1) No make-up next Monday (September 15). About half the class has a conflict, so it makes no sense to hold the session. Normal class both days next week. Make-ups TBD.
2) During our shadow-docket discussion, I forgot to mention the connection between the increase in stay petitions to SCOTUS and the increase in cert before judgment--the Court responds to a petition for a stay pending review to the court of appeals by treating it as (and granting) a petition for cert before judgment and taking up the entire case. See, for example, United States v. Texas. This also came up in Trump v. Boyle. The Court granted a stay in a firing case, based on a prior order in a firing case; Justice Kavanaugh concurred to argue the Court should have granted cert before judgment. Note that Kavanaugh's concurrence in CASA requires additional cert-before-judgment, because he insists that the Court must resolve the "interim" merits earlier in cases.
3) Shane asked for examples of the Court making a stay decision, then coming out the other way. The most prominent example of the Court staying the injunction but then affirming is Allen v. Milligan (a redistricting case from Alabama, on mandatory review of a 3-judge district court). Two examples of the Court refusing to stay the injunction but eventually reversing on the merits--Biden v. Texas and US v. Texas.

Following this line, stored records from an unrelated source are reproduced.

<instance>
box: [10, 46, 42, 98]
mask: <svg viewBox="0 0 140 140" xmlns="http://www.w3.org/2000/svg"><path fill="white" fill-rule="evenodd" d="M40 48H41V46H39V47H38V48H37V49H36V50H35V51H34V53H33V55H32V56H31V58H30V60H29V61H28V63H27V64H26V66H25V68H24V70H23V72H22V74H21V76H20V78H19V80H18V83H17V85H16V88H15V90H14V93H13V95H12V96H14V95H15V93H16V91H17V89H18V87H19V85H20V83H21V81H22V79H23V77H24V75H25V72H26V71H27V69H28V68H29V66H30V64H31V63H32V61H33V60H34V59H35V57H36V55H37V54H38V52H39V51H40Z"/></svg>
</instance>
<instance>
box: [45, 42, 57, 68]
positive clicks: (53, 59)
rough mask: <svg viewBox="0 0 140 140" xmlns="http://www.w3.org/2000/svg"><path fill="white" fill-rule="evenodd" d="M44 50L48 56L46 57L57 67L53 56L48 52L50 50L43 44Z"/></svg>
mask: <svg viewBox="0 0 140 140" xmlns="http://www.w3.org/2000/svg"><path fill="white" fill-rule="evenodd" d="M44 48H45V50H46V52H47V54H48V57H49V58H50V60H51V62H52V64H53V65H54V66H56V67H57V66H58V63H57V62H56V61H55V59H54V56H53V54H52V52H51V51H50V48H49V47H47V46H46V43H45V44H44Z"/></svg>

4) Point # 3 somewhat relates to another piece of the shadow docket controversy--whether the Court should write something to explain its stay decisions. In Labrador v. Poe and in CASA, Justice Kavanaugh wrote concurrences to justify not writing--the concern that writing "locks" the Court into a position on the merits.
5) The Court granted the latest cert before judgment today, in the tariffs case (actually two consolidated cases). This involves consolidation of cases at different stages--plaintiffs sought cert before judgment in one case while the government sought cert from a Federal Circuit decision in the other.